Scientists have said that the rapid spread of the Omicron variant of COVID-19 could fasten the transition of the virus from pandemic to endemic.
They posited that due to omicron’s high rate of transmission and danger to unvaccinated and non-boosted people, hospitalizations and deaths could rise significantly in the coming weeks and months — but survivors could emerge with a degree of so-called “natural immunity” that could help protect against Covid’s next variant of concern.
“As all the public health folks have been saying, it’s going to rip right through the population,” said Dr. David Ho, a world-renowned virologist and Columbia University professor. “Sometimes a rapid-fire could burn through very quickly but then put itself out.”
Notably, natural immunity isn’t nearly as reliable as vaccine-enabled immunity. Roughly 62% of the U.S. population is fully vaccinated as of Wednesday. Only 30% of those people have received a booster dose, crucial for bolstering protection against omicron, according to the Centers for Disease Control and Prevention.
It’s a “speculative” theory, Ho says, based on how most viruses typically act — and Covid has certainly taken some unpredictable turns over the past two years. But the possibility has been discussed among infectious disease experts for some time.

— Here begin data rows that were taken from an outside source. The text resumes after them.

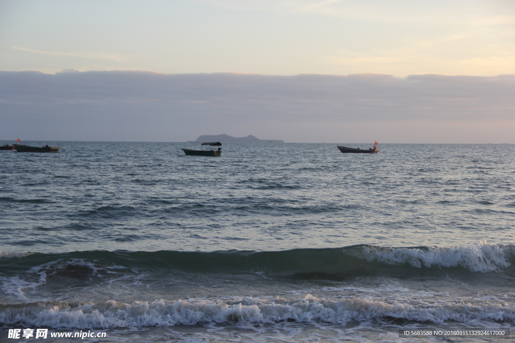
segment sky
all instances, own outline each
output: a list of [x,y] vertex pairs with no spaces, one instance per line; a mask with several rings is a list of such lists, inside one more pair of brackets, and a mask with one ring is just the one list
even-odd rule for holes
[[514,85],[512,0],[0,1],[0,139],[515,143]]

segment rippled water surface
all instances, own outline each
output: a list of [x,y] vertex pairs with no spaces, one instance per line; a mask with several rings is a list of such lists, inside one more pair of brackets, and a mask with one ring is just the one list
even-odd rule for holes
[[0,151],[0,340],[413,341],[398,330],[515,323],[515,146],[26,143],[61,149]]
[[179,143],[56,143],[1,152],[2,251],[514,241],[513,146],[226,144],[209,158]]

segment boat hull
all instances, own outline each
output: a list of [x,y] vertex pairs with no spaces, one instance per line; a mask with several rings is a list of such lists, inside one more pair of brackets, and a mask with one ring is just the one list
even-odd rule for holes
[[340,147],[338,146],[338,150],[344,153],[351,154],[376,154],[379,150],[369,149],[360,149],[355,148],[347,148],[347,147]]
[[222,153],[221,151],[216,150],[192,150],[184,148],[182,148],[181,150],[184,151],[186,155],[195,156],[220,156]]
[[29,147],[20,144],[13,144],[12,146],[18,152],[57,152],[60,149],[59,147]]

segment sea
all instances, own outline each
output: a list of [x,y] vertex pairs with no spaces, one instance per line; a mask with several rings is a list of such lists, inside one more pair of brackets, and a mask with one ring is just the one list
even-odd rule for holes
[[22,143],[0,341],[513,341],[515,145]]

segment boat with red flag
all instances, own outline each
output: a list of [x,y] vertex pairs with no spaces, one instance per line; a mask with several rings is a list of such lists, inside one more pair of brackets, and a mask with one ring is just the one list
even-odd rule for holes
[[374,142],[374,147],[369,148],[368,149],[362,149],[359,148],[348,148],[347,147],[342,147],[341,146],[338,146],[338,150],[340,152],[344,153],[351,153],[351,154],[376,154],[379,152],[379,149],[377,148],[376,146],[378,145],[379,143],[377,142]]
[[21,144],[13,144],[12,146],[18,152],[57,152],[60,149],[59,147],[49,147],[48,145],[44,147],[30,147]]

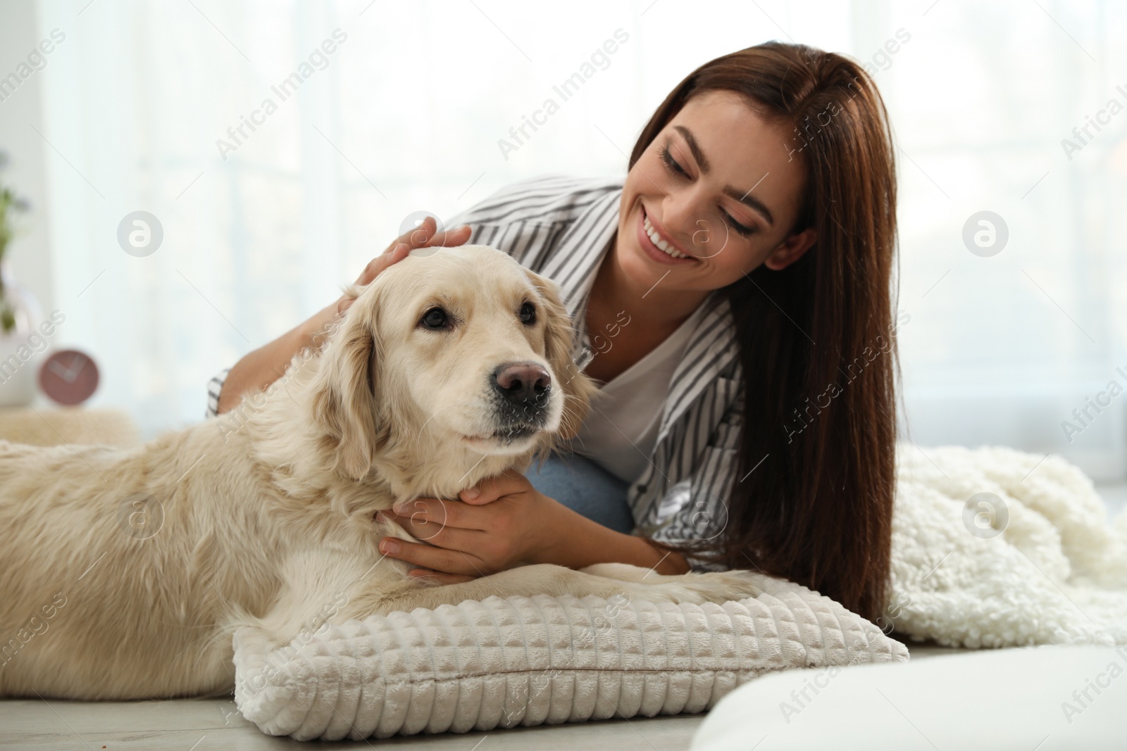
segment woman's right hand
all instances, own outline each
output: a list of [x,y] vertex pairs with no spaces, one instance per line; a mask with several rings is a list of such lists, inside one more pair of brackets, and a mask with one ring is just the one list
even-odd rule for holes
[[[392,263],[403,260],[407,256],[417,248],[453,248],[455,245],[464,244],[467,240],[470,239],[470,226],[463,224],[456,230],[445,230],[443,232],[436,232],[437,224],[433,216],[427,216],[423,220],[414,230],[405,232],[399,238],[397,238],[388,249],[382,253],[373,258],[364,267],[364,270],[356,278],[356,284],[364,286],[371,284],[375,277],[380,275],[383,269],[388,268]],[[326,328],[330,325],[335,320],[344,315],[348,306],[356,301],[355,297],[344,294],[337,299],[337,302],[325,307],[318,312],[313,318],[305,322],[304,329],[309,334],[310,342],[314,346],[321,342],[317,340],[317,337],[325,332]]]
[[[401,261],[416,248],[435,245],[461,245],[470,239],[470,227],[461,226],[447,232],[435,232],[434,217],[426,217],[423,224],[410,232],[403,233],[388,249],[369,261],[356,284],[366,285],[380,275],[383,269]],[[223,387],[220,390],[218,411],[220,414],[233,409],[242,395],[252,391],[265,391],[285,373],[290,360],[305,347],[319,348],[328,328],[348,310],[355,297],[341,295],[337,302],[326,306],[308,321],[282,334],[274,341],[243,355],[242,359],[231,366]]]

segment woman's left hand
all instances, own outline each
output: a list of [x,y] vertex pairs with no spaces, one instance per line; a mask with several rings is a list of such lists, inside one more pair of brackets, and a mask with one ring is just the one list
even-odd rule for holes
[[414,564],[412,576],[452,584],[539,563],[574,527],[575,512],[548,498],[512,470],[482,480],[459,499],[417,498],[381,511],[423,543],[380,540],[388,557]]

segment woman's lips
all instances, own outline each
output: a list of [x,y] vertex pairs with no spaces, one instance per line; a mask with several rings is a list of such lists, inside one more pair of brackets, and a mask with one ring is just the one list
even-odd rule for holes
[[635,234],[638,235],[638,244],[641,247],[642,252],[649,258],[654,259],[658,263],[665,263],[667,266],[677,266],[680,263],[695,263],[696,259],[690,256],[689,258],[674,258],[667,252],[654,244],[654,241],[649,239],[646,234],[646,209],[639,205],[638,211],[638,230]]

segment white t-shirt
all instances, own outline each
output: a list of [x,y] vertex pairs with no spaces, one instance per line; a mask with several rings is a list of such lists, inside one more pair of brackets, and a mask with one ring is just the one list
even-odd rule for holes
[[[591,458],[624,482],[641,476],[657,444],[669,381],[696,327],[700,311],[698,307],[640,360],[600,384],[601,394],[592,400],[591,412],[570,442],[573,452]],[[629,325],[623,327],[619,336],[629,337]],[[614,339],[607,341],[614,346]]]

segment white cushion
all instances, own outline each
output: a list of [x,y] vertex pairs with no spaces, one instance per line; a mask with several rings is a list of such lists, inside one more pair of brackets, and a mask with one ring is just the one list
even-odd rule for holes
[[722,606],[491,597],[326,625],[268,652],[234,637],[236,703],[272,735],[360,740],[702,712],[788,668],[907,660],[837,602],[760,576]]

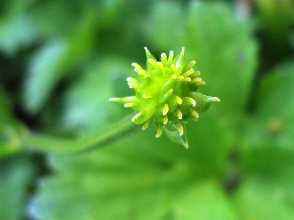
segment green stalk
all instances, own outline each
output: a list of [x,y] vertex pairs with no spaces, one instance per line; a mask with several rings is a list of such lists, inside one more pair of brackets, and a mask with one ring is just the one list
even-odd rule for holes
[[26,150],[45,153],[73,153],[91,150],[107,144],[134,129],[137,126],[131,121],[132,114],[115,124],[96,133],[81,138],[67,139],[29,132],[23,140]]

The “best-case scenario” would be a highly contagious Covid variant that doesn’t make most people particularly sick, and creates some level of temporarily baseline immunity in the U.S., Dr. Bruce Farber, chief of infectious diseases at New Hyde Park, New York-based hospital network Northwell Health, said
“It could certainly help end large spikes of deadly Covid with high hospitalizations,” Farber says.
Omicron is highly contagious, but its influence on hospitalizations and deaths is yet unconfirmed by researchers. In South Africa, where the variant was first detected last month, hospitalizations and deaths have remained relatively low despite a sharp rise in new Covid cases — but experts warn that the country’s vaccination demographics and hot December weather could be influencing that trend.
Still, as long as large portions of the world remain unvaccinated, Covid will keep spreading and mutating, Farber says. That means the pandemic’s future timeline is highly uncertain, even as experts broadly agree that Covid will eventually become an endemic and potentially seasonal disease.
Rather, people will have to learn to live with it. Regular vaccinations and antiviral pill treatments could combine with infection-born immunity to make Covid outbreaks significantly less severe in the coming years — not unlike how doctors manage the flu, an endemic seasonal disease that has caused multiple pandemics over the past century.
“This virus is so well adapted for human-to-human transmission that it’s never going to away,” Brewer says. “There will be periods when there will be more cases and [fewer] cases, just like it occurs with influenza every year,” said Dr. Timothy Brewer, a professor of medicine in the division of infectious diseases at the David Geffen School of Medicine at UCLA.